In terms of study design, authors noted that the review concentrated largely on intraoperative pain control to determine the effectiveness of different types of anaesthesia but recognized that intraoperative pain control is not the only factor that should be considered. Other considerations should include patient anxiety, patient preferences for complications or side effects that may differ between anaesthesia options, level of discomfort on administration, need for supplemental intravenous injection and cost.  Authors suggest that future research should investigate these issues and include patient preferences on issues such as anxiety, drowsiness and nausea.


The authors included randomized control trials that specifically compared 1) the ability of different block techniques to produce akinesia, 2) the pain perceived by patients during the administration of regional anaesthesia, 3) the level of pain control produced by different regional anaesthesia approaches and 4) the complications associated with different approaches to regional anaesthesia.
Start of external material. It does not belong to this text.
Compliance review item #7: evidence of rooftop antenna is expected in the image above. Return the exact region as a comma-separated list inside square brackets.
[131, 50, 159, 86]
The authors conducted a systematic search of literature on PUBMED and CENTRAL as well as a hand search of 10 ophthalmology and anaesthesia related journals (1964-1999). It was noted that a full description of the search strategies was published in a companion article and is available from the Agency for Healthcare, Research and Quality (AHRQ) and posted online. Authors used an evidence grading system from Garbutt et al to measure the strength of evidence of studies included in the review. This system measured adequacy of sample size, consistency of data, and accurate description of the intervention. Two authors independently screened full text articles for eligibility and extracted data of included studies.

Due to the heterogeneity of the included trials in terms of aims, content and design and outcomes measures, it was not possible to conduct a meta-analysis. Instead authors used a grading system in order to grade the strength of the evidence provided.
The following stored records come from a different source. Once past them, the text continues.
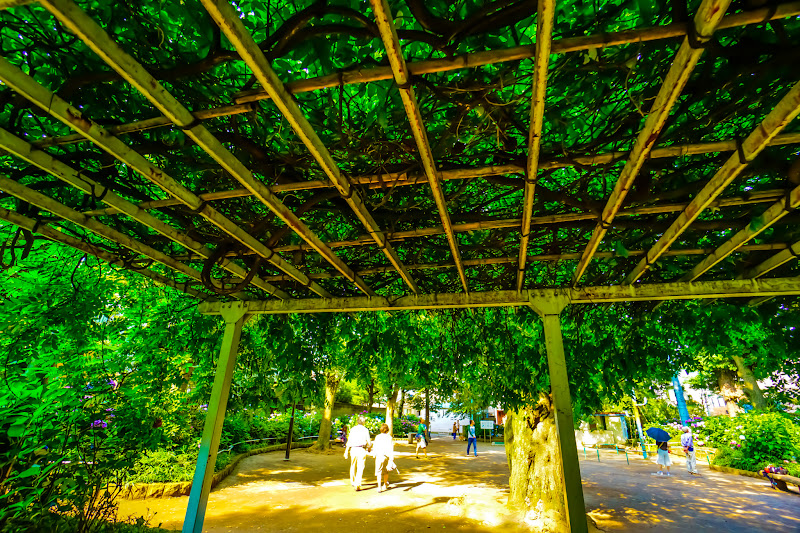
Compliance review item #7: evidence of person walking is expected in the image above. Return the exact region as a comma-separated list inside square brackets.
[344, 416, 370, 490]
[467, 420, 478, 457]
[414, 422, 428, 459]
[372, 424, 394, 492]
[681, 426, 699, 476]
[653, 441, 672, 476]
Applicability/external validity

The authors did not discuss in detail the applicability/external validity of the results. However, in relation to patient-reported pain, although the literature supported the effectiveness of topical anaesthesia, many of these studies were conducted by ‘higher volume cataract surgeons with short operating times’ and therefore results may not be applicable to all surgeons.

Geographic focus

Authors did not provide the geographical location of included studies.

Quality assessment

Authors noted on the review that a full description of the search strategies is published in a companion article which was posted online and available from the Agency for Healthcare, Research and Quality (AHRQ). Unfortunately, this was not available in this assessment (10/11/14). Therefore, it should be noted that quality assessment is based on the information provided in this review only.
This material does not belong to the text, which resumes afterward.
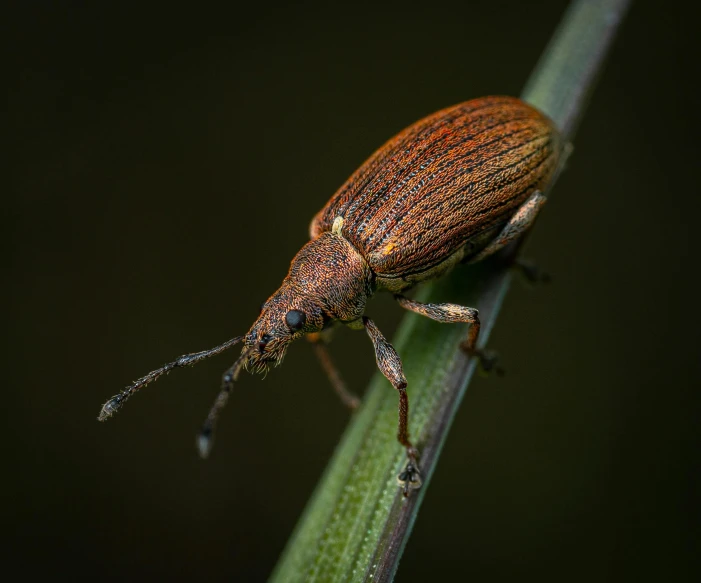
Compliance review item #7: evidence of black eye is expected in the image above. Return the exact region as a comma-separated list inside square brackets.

This systematic review was based on a partially comprehensive search of the literature, and although it covered relevant databases and reference lists of included studies, authors/experts were not contacted for potentially relevant studies, and articles were restricted to published articles written in English. Authors measured adequacy of sample size, consistency of data, and accurate description of the intervention but in the main review they did not report other risk of bias indicators such as performance, attrition, detection bias etc.

Methods used to analyse the findings were clear and due to the heterogeneity between the included studies, a narrative synthesis was appropriate. Authors recognized that a major limitation to the review in its findings was that most studies included did not report on surgical time, which was problematic when the length of surgery and the effectiveness of anaesthesia as reported by patients are likely to be correlated. Therefore, medium confidence in the conclusions about the effects was attributed to this review. Information regarding the quality of the randomized trials included in the study is crucial to determine the reliability of the results, as well as a full description of the search strategy.

Publication Details

Friedman DS, Bass EB, Lubomski LH, Fleisher LA, Kempen JH, Magaziner J, Sprintz M, Robinson K, Schein OD, Synthesis of the Literature on the Effectiveness of Regional Anesthesia for Cataract Surgery. Ophthalmology. 2001:108(3);519-29.